Investigating the empirical relationship between oceanic properties observable by satellite and the oceanic pCO?
Abstract
In this dissertation, the aim is to investigate the empirical relationship between the partial pressure of CO2 (pCO2) and other ocean variables in the Southern Ocean, by using a small percentage of the available data. CO2 is one of the main greenhouse gases that contributes to global warming and climate change. The concentration of anthropogenic CO2 in the atmosphere, however, would have been much higher
if some of it was not absorbed by oceanic and terrestrial sinks. The oceans absorb and release CO2 from and to the atmosphere. Large regions in the Southern Ocean are expected to be a CO2 sink. However, the measurements of CO2 concentrations in the ocean are sparse in the Southern Ocean,
and accurate values for the sinks and sources cannot be determined. In addition, it is difficult to develop accurate oceanic and ocean-atmosphere models of the Southern Ocean with the sparse observations of CO2 concentrations in this part of the ocean.
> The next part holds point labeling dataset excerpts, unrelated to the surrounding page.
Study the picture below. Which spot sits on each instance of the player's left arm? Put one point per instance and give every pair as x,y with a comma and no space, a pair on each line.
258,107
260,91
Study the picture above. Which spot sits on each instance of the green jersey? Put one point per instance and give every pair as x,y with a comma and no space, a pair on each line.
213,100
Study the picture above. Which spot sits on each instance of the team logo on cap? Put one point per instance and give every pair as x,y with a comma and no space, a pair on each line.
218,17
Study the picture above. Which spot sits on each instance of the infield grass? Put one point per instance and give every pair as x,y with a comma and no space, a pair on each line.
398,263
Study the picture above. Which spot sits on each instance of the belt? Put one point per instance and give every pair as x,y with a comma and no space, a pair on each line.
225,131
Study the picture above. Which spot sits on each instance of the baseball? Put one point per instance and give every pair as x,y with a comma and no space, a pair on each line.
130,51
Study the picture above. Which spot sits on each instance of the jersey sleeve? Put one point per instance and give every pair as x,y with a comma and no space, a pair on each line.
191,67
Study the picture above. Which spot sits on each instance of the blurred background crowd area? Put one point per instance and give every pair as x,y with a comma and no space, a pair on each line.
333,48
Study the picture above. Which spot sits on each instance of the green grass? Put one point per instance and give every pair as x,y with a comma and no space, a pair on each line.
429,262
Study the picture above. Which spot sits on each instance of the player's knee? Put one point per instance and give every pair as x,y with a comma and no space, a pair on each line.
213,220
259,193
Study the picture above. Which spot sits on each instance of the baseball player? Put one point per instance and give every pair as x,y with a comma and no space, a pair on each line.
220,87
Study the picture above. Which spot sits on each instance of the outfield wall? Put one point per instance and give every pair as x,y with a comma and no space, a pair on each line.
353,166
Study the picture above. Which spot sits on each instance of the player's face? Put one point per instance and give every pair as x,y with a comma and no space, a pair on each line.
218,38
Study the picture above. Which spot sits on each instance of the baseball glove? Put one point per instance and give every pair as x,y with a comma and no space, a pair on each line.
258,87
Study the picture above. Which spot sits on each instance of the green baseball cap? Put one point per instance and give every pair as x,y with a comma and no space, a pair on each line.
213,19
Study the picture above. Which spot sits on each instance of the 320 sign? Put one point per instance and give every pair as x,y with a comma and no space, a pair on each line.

In this dissertation classical techniques are investigated to determine the empirical relationship between pCO2 and other oceanic variables using in situ measurements. Additionally, sampling techniques are investigated in order to make a judicious selection of a small percentage of the total available data points in order to develop an accurate empirical relationship.
Data from the SANAE49 cruise stretching between Antarctica and Cape Town are used in this dissertation. The complete data set contains 6103 data points. The maximum pCO2 value in this stretch is 436.0 μatm, the minimum is 251.2 μatm and the mean is 360.2 μatm. An empirical relationship is
investigated between pCO2 and the variables Temperature (T), chlorophyll-a concentration (Chl), Mixed Layer Depth (MLD) and latitude (Lat). The methods are repeated with latitude included and excluded as variable respectively. D-optimal sampling is used to select a small percentage of the available data for determining the empirical relationship. Least squares optimization is used as one method to determine the empirical relationship. For 200 D-optimally sampled points, the pCO2 prediction with the fourth order equation yields a Root Mean Square (RMS) error of 15.39 μatm (on the estimation of pCO2) with latitude excluded as variable and a RMS error of 8.797 μatm with latitude included as variable. Radial basis function (RBF) interpolation is another method that is used to determine the empirical relationship between the variables. The RBF interpolation with 200 D-optimally sampled points yields a RMS error of 9.617 μatm with latitude excluded as variable
and a RMS error of 6.716 μatm with latitude included as variable. Optimal scaling is applied to the variables in the RBF interpolation, yielding a RMS error of 9.012 μatm with latitude excluded as variable and a RMS error of 4.065 μatm with latitude included as variable for 200 D-optimally sampled points.